Why does (1 in [1,0] == True) evaluate to False?

When I was looking at answers to this question, I found I didn’t understand my own answer.

I don’t really understand how this is being parsed. Why does the second example return False?

``````>>> 1 in [1,0]             # This is expected
True
>>> 1 in [1,0] == True     # This is strange
False
>>> (1 in [1,0]) == True   # This is what I wanted it to be
True
>>> 1 in ([1,0] == True)   # But it's not just a precedence issue!
# It did not raise an exception on the second example.

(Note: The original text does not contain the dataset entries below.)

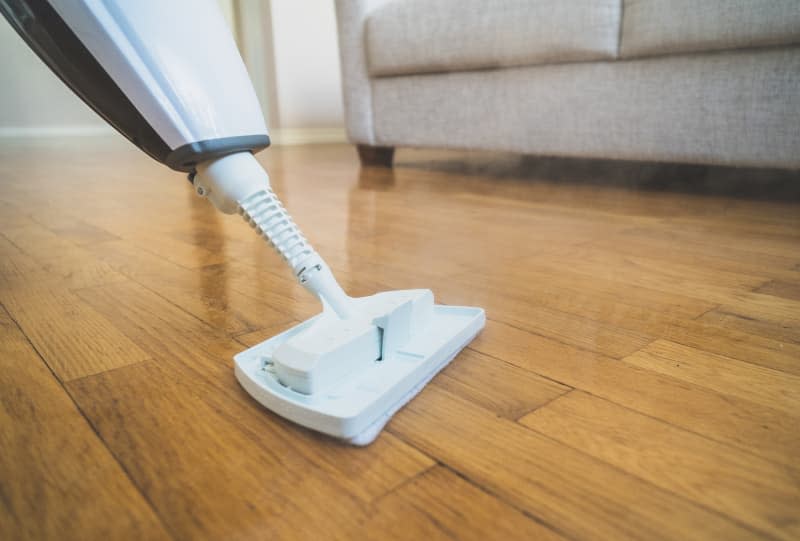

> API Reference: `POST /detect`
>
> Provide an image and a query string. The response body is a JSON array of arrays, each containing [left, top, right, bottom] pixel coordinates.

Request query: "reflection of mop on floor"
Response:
[[0, 0, 484, 445]]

Traceback (most recent call last):
File "<pyshell#4>", line 1, in <module>
1 in ([1,0] == True)
TypeError: argument of type 'bool' is not iterable
``````

Thanks for any help. I think I must be missing something really obvious.

I think this is subtly different to the linked duplicate:

Both questions are to do with human comprehension of the expression. There seemed to be two ways (to my mind) of evaluating the expression. Of course neither were correct, but in my example, the last interpretation is impossible.

Looking at `0 < 0 == 0` you could imagine each half being evaluated and making sense as an expression:

``````>>> (0 < 0) == 0
True
>>> 0 < (0 == 0)
True
``````

So the link answers why this evaluates `False`:

``````>>> 0 < 0 == 0
False
``````

But with my example `1 in ([1,0] == True)` doesn’t make sense as an expression, so instead of there being two (admittedly wrong) possible interpretations, only one seems possible:

``````>>> (1 in [1,0]) == True
``````

Python actually applies comparison operator chaining here. The expression is translated to

``````(1 in [1, 0]) and ([1, 0] == True)
``````

which is obviously `False`.

This also happens for expressions like

``````a < b < c
``````

which translate to

``````(a < b) and (b < c)
``````

(without evaluating `b` twice).

See the Python language documentation for further details.